Thursday 4 November 2021

GlobalFoundries (GFS) Hopes to Turn Profit Amid Chip Shortage - Bloomberg

GlobalFoundries (GFS) Hopes to Turn Profit Amid Chip Shortage - Bloomberg


When Apple Inc. reported its most recent quarterly earnings, it said that revenue was $6 billion less than it could have been because it couldn’t get all the chips it needed and that the current quarter would be even worse. In doing so, it was revealing not only that the global semiconductor shortage was affecting one of the world’s most valuable companies, but also how it did so.

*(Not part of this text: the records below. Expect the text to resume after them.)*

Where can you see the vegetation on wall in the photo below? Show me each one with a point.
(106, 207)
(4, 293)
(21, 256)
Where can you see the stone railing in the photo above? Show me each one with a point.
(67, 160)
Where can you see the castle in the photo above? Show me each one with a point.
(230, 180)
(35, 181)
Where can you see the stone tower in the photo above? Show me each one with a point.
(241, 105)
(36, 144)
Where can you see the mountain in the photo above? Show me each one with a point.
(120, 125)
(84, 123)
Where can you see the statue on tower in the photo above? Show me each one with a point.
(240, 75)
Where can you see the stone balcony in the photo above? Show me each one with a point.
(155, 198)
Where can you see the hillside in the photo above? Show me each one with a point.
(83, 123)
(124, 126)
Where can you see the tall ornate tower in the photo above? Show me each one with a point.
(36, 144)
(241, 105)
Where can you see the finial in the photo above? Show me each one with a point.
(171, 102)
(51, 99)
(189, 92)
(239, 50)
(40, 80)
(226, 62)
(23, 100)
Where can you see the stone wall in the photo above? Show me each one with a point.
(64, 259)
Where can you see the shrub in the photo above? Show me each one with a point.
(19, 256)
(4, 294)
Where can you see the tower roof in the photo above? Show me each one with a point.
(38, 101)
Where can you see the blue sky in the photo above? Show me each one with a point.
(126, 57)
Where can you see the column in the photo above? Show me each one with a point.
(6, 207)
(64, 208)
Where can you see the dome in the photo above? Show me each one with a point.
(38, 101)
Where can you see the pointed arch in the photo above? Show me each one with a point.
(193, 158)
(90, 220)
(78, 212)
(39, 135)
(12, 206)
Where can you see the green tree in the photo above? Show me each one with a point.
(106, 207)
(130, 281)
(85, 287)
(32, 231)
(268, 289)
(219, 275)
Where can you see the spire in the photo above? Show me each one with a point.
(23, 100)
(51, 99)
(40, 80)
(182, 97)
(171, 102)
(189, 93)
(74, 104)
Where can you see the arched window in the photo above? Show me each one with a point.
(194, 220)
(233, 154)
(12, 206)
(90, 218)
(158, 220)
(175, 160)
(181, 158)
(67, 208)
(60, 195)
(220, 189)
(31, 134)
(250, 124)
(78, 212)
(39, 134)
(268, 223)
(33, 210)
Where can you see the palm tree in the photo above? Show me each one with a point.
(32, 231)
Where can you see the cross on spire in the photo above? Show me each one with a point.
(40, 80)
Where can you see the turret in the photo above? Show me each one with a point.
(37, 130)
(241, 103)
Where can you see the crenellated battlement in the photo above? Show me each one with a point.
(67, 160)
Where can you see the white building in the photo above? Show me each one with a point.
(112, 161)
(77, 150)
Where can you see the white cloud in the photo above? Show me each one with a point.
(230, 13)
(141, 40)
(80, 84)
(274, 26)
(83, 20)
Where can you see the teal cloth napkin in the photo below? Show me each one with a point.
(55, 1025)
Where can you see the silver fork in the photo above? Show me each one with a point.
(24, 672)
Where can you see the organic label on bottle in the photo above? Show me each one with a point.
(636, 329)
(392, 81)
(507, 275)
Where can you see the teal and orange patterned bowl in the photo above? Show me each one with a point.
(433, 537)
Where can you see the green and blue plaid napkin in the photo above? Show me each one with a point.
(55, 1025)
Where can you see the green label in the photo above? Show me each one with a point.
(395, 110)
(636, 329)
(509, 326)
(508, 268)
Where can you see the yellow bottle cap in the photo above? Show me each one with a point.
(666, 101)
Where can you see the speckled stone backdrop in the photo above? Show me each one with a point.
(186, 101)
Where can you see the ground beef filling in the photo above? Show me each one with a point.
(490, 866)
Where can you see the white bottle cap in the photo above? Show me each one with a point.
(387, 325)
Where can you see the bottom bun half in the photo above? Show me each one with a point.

Apple’s devices famously use cutting-edge chips that the company designs for its own needs. Those weren’t the problem, according to Chief Executive Officer Tim Cook—it was the simpler chips that carry out mundane functions such as managing power and data. “On legacy nodes, we compete with many different companies for supply, and it’s difficult to forecast when those things will balance,” he told investors on Oct. 28.

The semiconductor industry is forever focused on making even more impossibly advanced chips, but the global chip shortage is most acute when it comes to chips made through processes that haven’t been cutting-edge for years. As a result, chipmakers who can’t compete with the most sophisticated players in the industry have been sharing in the boom in orders over the last 18 months.

This is good news for GlobalFoundries, the New York-based chipmaker owned almost entirely by the investment arm of the government of Abu Dhabi. GlobalFoundries, or GloFo as it’s sometimes called, raised $2.6 billion when it went public the day before Cook’s comments, quietly completing the third-largest initial public offering on a U.S. exchange this year, according to data compiled by Bloomberg. By Nov. 2 its share price had jumped more than 20%.